После рассказанного читателю, думаю, уже не интересно знать, как мы добрались до старого немецкого рубежа и какие там были капитальные сооружения, особенно доты, имевшие подземные бункера для обслуги, оборудованные многоярусными нарами, отоплением и телефонной связью с поверхностью; как наломали отменных досок, надергали железных скоб и, как, обливаясь потом и часто передыхая, уже в сумерках добрались до своих позиций, уже не обращая внимания на тут и там вытаявшие трупы.

В тот вечер я не стал есть оставленные нам сразу обед и ужин не только от усталости, но и от невозможности что-то проглотить. За выполненный наряд мы с Панюковым получили по освобождению, и весь следующий день я спал или лежал отвернувшись к стене, благо что ребята ушли укреплять в снарядных нишах раскисшие стены. «Ты чего? — толкал меня в бок Панюков, починявший разорванный досками ватник.— Не захворал ли?» — «Да нет, так просто…» — «Ну ты брось, не бери в голову».

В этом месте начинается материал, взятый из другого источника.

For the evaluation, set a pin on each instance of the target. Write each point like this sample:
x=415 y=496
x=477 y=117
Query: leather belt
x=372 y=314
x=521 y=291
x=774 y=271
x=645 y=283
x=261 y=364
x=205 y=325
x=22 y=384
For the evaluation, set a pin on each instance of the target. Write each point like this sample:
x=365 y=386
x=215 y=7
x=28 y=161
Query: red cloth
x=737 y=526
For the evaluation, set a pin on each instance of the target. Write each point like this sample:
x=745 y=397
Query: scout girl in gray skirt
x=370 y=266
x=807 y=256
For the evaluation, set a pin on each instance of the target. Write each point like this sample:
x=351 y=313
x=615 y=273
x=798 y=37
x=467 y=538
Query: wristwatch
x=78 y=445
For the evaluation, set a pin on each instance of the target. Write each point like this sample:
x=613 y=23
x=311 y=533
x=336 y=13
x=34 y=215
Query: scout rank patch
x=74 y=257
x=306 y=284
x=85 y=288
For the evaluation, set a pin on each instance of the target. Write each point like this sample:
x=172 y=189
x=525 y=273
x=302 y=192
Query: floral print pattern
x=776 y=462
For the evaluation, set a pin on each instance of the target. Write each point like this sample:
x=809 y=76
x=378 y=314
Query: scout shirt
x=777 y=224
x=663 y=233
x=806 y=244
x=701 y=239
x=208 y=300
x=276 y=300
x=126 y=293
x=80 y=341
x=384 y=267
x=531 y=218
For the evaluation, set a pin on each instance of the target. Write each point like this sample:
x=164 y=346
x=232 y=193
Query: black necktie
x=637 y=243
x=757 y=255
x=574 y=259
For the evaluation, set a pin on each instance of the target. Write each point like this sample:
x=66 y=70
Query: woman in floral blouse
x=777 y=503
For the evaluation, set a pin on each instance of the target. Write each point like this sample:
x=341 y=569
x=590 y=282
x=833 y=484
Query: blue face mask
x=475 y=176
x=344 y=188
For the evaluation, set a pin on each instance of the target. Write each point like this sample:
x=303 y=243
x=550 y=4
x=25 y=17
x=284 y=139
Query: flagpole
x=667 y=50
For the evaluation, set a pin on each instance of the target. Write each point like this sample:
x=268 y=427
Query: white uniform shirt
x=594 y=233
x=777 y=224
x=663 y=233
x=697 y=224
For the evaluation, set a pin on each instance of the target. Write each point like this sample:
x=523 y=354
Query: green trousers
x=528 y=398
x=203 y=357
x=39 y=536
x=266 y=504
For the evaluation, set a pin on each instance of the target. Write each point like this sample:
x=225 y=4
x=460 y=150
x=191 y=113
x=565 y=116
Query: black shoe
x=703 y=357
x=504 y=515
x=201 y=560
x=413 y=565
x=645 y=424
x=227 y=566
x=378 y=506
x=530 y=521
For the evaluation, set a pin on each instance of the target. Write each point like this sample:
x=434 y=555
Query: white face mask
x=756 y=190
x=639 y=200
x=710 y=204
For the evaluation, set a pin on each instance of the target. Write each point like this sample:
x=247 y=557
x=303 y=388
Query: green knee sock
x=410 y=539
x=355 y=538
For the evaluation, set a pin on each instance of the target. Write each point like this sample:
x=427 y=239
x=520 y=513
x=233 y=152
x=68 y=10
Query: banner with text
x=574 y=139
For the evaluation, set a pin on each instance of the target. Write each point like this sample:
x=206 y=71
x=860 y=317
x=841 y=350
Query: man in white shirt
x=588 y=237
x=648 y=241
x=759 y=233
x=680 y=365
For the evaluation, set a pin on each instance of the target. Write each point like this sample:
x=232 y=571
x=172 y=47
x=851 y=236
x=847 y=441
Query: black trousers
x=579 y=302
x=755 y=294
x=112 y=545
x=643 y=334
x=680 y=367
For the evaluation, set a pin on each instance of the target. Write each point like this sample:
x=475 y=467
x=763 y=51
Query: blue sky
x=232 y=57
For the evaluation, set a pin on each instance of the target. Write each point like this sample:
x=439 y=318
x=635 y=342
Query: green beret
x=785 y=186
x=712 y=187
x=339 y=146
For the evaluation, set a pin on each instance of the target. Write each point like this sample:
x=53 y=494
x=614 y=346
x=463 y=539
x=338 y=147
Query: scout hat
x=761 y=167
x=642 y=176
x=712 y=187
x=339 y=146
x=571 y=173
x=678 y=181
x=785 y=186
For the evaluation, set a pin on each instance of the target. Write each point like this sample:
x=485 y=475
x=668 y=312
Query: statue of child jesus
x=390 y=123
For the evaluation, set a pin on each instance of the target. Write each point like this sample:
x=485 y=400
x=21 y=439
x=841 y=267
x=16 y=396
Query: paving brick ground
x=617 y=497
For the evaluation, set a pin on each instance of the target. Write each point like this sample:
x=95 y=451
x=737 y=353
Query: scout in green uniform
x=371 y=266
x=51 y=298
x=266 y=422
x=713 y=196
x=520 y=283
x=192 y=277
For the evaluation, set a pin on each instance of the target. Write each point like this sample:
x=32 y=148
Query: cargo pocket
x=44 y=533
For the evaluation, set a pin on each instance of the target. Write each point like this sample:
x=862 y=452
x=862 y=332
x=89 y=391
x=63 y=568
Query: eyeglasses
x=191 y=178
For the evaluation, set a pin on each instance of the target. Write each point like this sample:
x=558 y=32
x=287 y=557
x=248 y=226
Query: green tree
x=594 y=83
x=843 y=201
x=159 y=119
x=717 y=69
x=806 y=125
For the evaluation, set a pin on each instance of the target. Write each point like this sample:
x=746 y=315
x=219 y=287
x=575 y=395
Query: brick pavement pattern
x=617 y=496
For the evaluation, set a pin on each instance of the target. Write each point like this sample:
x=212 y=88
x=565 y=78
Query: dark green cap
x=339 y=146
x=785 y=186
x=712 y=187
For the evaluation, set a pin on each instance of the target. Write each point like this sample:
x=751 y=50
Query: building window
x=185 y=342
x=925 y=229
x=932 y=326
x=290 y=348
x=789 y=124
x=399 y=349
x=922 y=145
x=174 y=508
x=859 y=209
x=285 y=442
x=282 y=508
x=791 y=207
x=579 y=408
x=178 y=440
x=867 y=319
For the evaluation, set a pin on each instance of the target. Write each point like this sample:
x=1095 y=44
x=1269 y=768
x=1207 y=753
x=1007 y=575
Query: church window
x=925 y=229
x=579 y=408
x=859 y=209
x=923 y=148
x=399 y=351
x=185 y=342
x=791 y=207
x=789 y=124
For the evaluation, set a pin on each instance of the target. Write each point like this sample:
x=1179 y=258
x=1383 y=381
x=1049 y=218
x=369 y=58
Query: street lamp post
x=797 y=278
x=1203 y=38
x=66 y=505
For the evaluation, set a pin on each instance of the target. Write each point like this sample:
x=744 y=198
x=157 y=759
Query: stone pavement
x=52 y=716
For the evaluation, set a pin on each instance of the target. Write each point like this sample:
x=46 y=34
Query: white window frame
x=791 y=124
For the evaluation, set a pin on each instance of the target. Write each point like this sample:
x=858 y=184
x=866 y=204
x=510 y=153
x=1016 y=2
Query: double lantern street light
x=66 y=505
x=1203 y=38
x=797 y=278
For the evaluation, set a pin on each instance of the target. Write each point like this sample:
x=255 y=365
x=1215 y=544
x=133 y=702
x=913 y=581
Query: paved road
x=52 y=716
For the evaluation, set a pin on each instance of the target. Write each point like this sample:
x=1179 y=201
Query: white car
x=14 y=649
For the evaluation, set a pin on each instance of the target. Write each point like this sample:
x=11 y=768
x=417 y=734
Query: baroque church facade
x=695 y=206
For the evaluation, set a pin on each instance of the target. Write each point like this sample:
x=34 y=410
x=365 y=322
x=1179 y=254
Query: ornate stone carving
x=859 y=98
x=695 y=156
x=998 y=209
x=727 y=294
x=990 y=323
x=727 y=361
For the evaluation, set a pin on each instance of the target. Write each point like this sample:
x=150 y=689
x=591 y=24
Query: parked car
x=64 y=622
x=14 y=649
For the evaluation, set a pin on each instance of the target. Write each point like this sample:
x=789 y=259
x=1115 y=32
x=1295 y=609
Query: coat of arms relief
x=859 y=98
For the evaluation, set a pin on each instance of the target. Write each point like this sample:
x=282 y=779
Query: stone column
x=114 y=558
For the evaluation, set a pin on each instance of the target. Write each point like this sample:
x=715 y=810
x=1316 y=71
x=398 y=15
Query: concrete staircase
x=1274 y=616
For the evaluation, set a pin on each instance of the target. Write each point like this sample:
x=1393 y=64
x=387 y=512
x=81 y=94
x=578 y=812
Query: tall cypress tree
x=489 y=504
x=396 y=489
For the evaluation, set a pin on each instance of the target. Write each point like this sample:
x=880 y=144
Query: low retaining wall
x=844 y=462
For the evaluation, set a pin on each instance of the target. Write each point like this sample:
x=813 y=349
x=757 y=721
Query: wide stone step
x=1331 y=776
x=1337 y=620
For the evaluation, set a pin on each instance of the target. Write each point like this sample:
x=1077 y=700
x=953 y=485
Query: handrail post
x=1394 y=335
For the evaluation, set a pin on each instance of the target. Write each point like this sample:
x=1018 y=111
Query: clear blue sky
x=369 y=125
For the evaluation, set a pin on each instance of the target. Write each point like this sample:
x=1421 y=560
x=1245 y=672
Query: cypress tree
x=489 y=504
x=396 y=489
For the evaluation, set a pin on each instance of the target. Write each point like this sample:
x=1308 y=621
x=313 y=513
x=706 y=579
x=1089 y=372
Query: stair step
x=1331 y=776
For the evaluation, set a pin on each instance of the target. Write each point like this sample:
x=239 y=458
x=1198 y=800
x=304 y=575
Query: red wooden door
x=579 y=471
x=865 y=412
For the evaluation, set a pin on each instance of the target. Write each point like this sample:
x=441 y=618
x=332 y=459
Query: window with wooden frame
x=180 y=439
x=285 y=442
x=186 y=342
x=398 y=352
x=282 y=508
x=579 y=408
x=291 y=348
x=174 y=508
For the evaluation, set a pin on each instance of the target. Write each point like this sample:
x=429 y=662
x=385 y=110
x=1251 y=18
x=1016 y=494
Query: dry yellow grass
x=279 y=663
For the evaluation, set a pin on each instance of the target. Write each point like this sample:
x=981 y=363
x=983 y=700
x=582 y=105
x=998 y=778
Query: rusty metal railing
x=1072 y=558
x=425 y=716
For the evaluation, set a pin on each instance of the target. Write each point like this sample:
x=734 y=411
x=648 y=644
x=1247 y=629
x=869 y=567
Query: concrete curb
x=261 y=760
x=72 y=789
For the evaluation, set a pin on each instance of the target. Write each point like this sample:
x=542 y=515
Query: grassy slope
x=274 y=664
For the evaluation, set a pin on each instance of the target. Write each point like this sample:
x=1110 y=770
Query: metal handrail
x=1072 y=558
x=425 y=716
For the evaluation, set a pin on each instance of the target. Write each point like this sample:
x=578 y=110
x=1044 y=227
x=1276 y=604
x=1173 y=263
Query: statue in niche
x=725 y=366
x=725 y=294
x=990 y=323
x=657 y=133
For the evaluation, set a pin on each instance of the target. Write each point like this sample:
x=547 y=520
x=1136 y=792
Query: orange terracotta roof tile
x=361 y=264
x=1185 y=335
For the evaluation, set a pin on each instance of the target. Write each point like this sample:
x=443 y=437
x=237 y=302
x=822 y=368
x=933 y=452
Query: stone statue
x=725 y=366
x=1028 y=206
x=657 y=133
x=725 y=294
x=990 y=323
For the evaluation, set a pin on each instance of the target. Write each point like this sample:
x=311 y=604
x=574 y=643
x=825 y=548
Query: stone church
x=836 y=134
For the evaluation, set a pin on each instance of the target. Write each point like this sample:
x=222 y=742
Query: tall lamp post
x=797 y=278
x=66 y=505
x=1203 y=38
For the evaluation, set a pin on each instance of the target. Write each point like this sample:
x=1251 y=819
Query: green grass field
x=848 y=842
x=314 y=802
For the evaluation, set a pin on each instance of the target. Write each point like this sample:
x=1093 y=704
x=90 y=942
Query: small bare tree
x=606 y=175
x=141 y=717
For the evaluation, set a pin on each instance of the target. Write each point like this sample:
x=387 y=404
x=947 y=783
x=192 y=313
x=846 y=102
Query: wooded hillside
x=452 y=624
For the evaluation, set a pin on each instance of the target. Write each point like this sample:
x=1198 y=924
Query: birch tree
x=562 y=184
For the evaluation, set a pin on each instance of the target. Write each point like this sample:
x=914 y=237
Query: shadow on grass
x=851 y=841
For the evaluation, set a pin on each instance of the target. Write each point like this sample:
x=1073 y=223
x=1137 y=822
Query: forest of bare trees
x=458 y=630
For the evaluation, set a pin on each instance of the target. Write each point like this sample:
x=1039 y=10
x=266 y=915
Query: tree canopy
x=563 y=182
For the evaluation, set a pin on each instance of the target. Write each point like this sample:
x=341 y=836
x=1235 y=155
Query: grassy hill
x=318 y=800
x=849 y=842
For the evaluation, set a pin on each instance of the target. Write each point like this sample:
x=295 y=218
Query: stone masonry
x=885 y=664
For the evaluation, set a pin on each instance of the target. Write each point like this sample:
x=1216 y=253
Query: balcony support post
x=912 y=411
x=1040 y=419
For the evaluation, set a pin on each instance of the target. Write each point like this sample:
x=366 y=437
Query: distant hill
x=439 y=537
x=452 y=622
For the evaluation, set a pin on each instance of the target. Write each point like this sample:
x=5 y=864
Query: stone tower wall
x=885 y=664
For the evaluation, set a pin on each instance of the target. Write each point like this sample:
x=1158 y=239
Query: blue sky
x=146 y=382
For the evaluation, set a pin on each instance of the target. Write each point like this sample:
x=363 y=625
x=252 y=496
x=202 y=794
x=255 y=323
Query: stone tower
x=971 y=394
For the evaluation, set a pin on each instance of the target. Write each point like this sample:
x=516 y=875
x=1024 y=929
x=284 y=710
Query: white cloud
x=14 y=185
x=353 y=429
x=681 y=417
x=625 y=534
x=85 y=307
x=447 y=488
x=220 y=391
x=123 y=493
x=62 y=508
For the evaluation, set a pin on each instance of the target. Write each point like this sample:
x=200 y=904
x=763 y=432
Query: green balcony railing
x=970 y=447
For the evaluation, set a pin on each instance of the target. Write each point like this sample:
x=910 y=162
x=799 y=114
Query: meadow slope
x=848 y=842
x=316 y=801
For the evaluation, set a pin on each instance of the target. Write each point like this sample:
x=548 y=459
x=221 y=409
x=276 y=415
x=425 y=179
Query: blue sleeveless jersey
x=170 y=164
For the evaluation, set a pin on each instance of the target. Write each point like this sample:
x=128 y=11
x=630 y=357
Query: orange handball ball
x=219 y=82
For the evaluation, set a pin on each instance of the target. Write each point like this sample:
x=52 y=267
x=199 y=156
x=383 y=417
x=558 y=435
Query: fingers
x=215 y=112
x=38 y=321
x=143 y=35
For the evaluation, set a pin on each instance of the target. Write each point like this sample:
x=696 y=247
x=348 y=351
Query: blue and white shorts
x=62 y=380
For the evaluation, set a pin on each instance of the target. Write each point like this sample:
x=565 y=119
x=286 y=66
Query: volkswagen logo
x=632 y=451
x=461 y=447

А ночью, набросив на шею автомат, я вышел на свое очередное дежурство по огневой. Было кромешно темно, как случается в апреле при сходе снега. Но темнота эта была полна движения: где-то капало, булькало, лилось со всхлипыванием, журчало и глыбисто рушилось; с тяжким посвистом крыльев кто-то пролетал над самой головой, так что я ощущал на своих щеках пульсирующие толчки воздуха, и вся душная, ватная плоть неба полнилась тонким страдальческим писком, сухим деревянным вскрякиванием или смачным добродушным хрюком. Я не узнавал эти голоса, и мне впервые стало страшно стоять одному. Видения того горестного поля теснили мое воображение, и, чтобы не утрачивать связи с реальностью, я протягивал руку и касался холодно вспотевшего тела орудия, с облегчением ощущая его успокаивающее присутствие.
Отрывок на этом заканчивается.